The McMaster Coastal Wetland Inventory is currently the most comprehensive inventory of coastal wetlands for eastern and northern Georgian Bay. With the completion of this inventory, we can now update the total coastal wetland habitat area for the Canadian side of the Great Lakes. With the inclusion of the nonoverlapping areas of the MCWI, the Great Lakes contain 78405 ha of coastal wetland habitat in Canada, increasing the total for Lake Huron by 47.6% to 30882 ha. We have identified all coastal marshes in a region where complete data has been lacking and that have filled an important void in the distribution of coastal wetland habitat in the Great Lakes basin. This is an important advancement in the tools available for wetland managers where basin-wide decision making is essential for the future persistence of these habitats. By accessing a large collection of satellite imagery, we have been able to fill in major gaps in the Great Lakes Coastal Wetland Consortium Inventory along eastern and northern Georgian Bay that had been noted by the authors [10]. Coastal wetlands are dynamic systems that vary in wetland size and dominant vegetation type when water levels fluctuate seasonally and annually [21, 30, 31]. In order to create an inventory that provides consistent wetland coverage, it is essential that all delineations utilize imagery acquired during similar water-level conditions. If there is any temporal discrepancy in image acquisition, wetlands in images that were acquired during low water levels may have more HM habitat [31] than the same wetlands delineated using imagery acquired during higher water levels. All wetlands in the MCWI were digitized from high-resolution IKONOS and QuickBird satellite imagery acquired during a period of low water levels between 2002 and 2008 (mean of 176.12 m ± 0.13).

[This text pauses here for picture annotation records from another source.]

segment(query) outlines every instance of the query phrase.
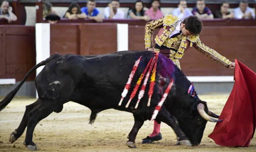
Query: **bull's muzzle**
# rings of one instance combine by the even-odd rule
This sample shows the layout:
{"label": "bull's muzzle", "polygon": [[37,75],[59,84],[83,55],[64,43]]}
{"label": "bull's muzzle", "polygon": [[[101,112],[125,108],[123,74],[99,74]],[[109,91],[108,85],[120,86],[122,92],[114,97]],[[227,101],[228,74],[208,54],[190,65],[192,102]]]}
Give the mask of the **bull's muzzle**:
{"label": "bull's muzzle", "polygon": [[[208,121],[214,123],[217,123],[222,121],[222,120],[217,120],[214,119],[208,115],[204,111],[204,105],[202,103],[199,103],[197,106],[197,109],[199,114],[203,117]],[[218,115],[217,115],[218,116]]]}

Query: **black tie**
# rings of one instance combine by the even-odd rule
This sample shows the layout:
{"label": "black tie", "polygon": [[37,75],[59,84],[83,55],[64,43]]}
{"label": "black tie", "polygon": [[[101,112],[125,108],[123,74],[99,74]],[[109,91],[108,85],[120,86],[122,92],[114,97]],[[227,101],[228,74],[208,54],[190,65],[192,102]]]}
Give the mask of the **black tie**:
{"label": "black tie", "polygon": [[171,38],[173,38],[174,37],[176,37],[177,36],[178,36],[178,35],[180,34],[181,34],[181,30],[180,31],[180,32],[179,32],[179,33],[177,33],[173,34],[172,36],[171,36]]}

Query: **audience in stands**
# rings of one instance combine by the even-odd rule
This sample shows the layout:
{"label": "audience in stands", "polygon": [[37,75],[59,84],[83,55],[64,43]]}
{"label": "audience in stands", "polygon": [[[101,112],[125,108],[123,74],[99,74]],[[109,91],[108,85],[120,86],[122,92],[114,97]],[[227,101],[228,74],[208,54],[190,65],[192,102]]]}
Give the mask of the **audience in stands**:
{"label": "audience in stands", "polygon": [[228,11],[229,9],[229,4],[226,2],[222,4],[220,7],[220,10],[216,11],[215,14],[215,18],[223,19],[233,19],[234,16],[234,13],[230,12]]}
{"label": "audience in stands", "polygon": [[0,19],[5,19],[9,23],[17,20],[17,17],[12,12],[9,3],[5,1],[1,3],[0,8]]}
{"label": "audience in stands", "polygon": [[187,2],[185,0],[180,0],[178,7],[172,12],[172,15],[181,19],[184,19],[188,16],[193,15],[192,13],[187,8]]}
{"label": "audience in stands", "polygon": [[43,16],[51,24],[55,24],[60,19],[60,17],[57,12],[53,10],[52,5],[48,2],[44,2],[43,5]]}
{"label": "audience in stands", "polygon": [[137,1],[134,4],[134,7],[129,11],[128,18],[141,19],[148,21],[150,18],[148,16],[144,15],[144,12],[142,2],[140,0]]}
{"label": "audience in stands", "polygon": [[86,7],[82,8],[81,10],[86,14],[87,18],[95,20],[97,22],[102,22],[103,18],[100,14],[100,11],[96,8],[96,1],[89,0]]}
{"label": "audience in stands", "polygon": [[160,2],[160,0],[153,0],[151,1],[151,7],[145,12],[150,19],[158,19],[163,16],[163,13],[159,9]]}
{"label": "audience in stands", "polygon": [[239,7],[234,10],[235,18],[236,19],[255,19],[255,13],[251,8],[248,7],[247,0],[241,1]]}
{"label": "audience in stands", "polygon": [[51,14],[55,14],[59,16],[58,13],[52,9],[52,5],[48,2],[44,2],[43,5],[44,9],[43,12],[43,16],[44,19],[48,15]]}
{"label": "audience in stands", "polygon": [[81,9],[77,3],[71,3],[69,6],[68,10],[63,17],[69,19],[85,19],[87,17],[85,13],[82,13]]}
{"label": "audience in stands", "polygon": [[124,19],[124,13],[120,9],[119,0],[112,0],[108,4],[108,6],[105,8],[105,18],[110,19]]}
{"label": "audience in stands", "polygon": [[210,9],[205,6],[204,0],[197,0],[196,6],[194,7],[192,13],[201,19],[213,19],[213,15]]}

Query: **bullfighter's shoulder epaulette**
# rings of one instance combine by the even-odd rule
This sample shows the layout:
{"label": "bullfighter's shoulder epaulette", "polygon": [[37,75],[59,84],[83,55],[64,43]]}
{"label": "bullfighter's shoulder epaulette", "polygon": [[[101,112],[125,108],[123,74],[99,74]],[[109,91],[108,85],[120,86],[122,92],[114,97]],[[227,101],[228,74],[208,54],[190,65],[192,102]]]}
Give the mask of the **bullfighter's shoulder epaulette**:
{"label": "bullfighter's shoulder epaulette", "polygon": [[172,14],[166,14],[164,17],[163,22],[165,25],[171,26],[180,20],[180,19]]}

This means that all wetland areas in our inventory are standardized and are directly comparable. Conversely, wetlands in the GLCWCI were digitized from aerial photos or satellite images acquired at different years (from 1983 to 1999; mean of 176.78 ± 0.29) and were not standardized to a consistent water level. Although wetlands digitized in the GLCWCI may provide information on wetland location and some UP boundaries, regional comparisons of LM and HM wetland area may not be possible due to the potential influence of interannual water level variation and resulting vegetation changes.

The MCWI and the GLCWCI also differ with respect to the level of detail provided by each inventory for eastern and northern Georgian Bay. The GLCWCI only identified 21% of wetlands (by area) available in the MCWI. The MCWI raises some important issues concerning the minimum mapping unit of inventories. The GLCWCI used a minimum mapping unit of 2 ha to identify coastal wetland habitat. In our objectives for the MCWI, we decided to identify all coastal marsh habitat possible with the resolution of our imagery. This proved to identify a unique characteristic of this region in that a majority of the coastal wetlands are <2 ha. A minimum mapping unit of <2 ha would exclude a large portion of the data in this project which was meant to identify critical fish habitat. Accordingly, we suggest that the GLCWCI should not be used to estimate the amount of coastal fish habitat in Georgian Bay because the amount of LM habitat in the MCWI was 13 times higher for wetlands >2 ha and 18 times higher for all wetlands regardless of size. As outlined previously, the major differences between inventories reflect how they were created. Authors of the GLCWCI indicated that they relied heavily on OWES-identified wetlands (minimum size of 2 ha) and availability of aerial photography to fill the considerable gaps in eastern and northern Georgian Bay. Unfortunately, there were more data available for upstream wetlands than for those in the coastal zone because the initial acquisitions of aerial photographs were for forest survey purposes. As a result, the authors also recognized that there were major gaps in coverage for the GLCWCI and that the missed areas likely contained a considerable number of coastal wetlands [10]. In this respect, the MCWI should have the most complete coverage given that the satellite images we acquired provided a seamless coverage of the entire 2 km coastline of eastern and most of northern Georgian Bay.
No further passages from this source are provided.